What we're supposed to think is that health apps are empowering. No longer do patients have to consult fancy "doctors" to get diagnoses; we can just click an app and it'll read our blood pressure and other vitals or, hell, even do a quick sonogram or blood panel.
We won't ever again be faced with the slight frown of a "professional" as they perform some subjective computation in their head about your well-being. An app has data; doctors have, what, only 15 years of education, internships, and residential training? Data is never hurried; data doesn't forget; data is in your pocket right now. It's not that easy though, and a compelling new commentary in the New England Journal of Medicine calls for "more robust" oversight by the FDA over the health app (mHealth) market.
What we're supposed to think about a whole lot of internet-based technology is that, generally, the days of experts are over. From software development to electrical engineering to journalism, everybody can do everything, more or less immediately, given the right information in a timely manner (e.g. with the internet). It's a marketing pitch more than a technological consequence, of course, but you have to admit it's a rather appealing idea, particularly given the increasingly stretched-thin American health system.
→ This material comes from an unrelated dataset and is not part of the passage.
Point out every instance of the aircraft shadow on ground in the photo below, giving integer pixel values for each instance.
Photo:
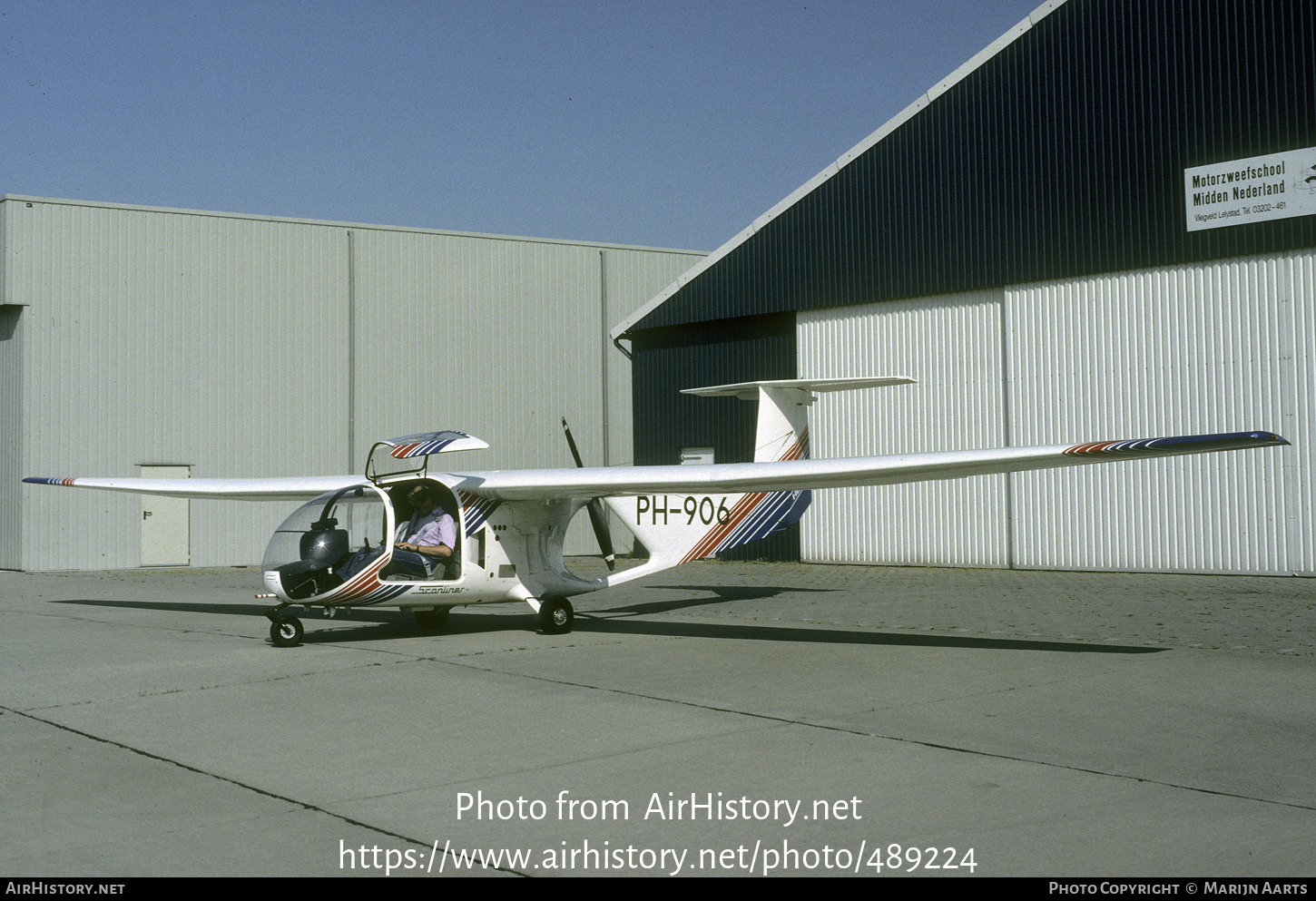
(388, 625)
But there's another perspective about health apps and anti-expert culture in general. This is that the implied self-empowerment of such technologies is actually just the empowerment of some app maker. Matching a set of diagnostic readings across a database is not trading the ambiguity that exists in that doctor's frown for some more perfect, quantitative criteria. It is instead pretending that the ambiguity isn't real, that medicine is as precise as computer code (which, as a computer science person, it pains me to say). It isn't, not really, despite the exhortations of venture capitalist Vinod Khosla.
Throwing a bunch of information into the black box of a health app is riskier than it might seem, given the fictitious "certainties" of apps and the fact that those certainties are currently highly unregulated, at least in the United States. As it stands now, I might whip up some app that takes a heart rate reading (or really whatever) and return just about any result I please. I'd be particularly inclined to deliver results that could draw you into whatever I might also be selling—pills, supplements, devices, actual snake oil.
The NEJM report found that of the some 100,000 mHealth apps on the market, only 100 of them had received any sort of FDA blessing. As such, the market is largely "a Wild West," according to lead author Nathan Cortez, a Southern Methodist University law professor.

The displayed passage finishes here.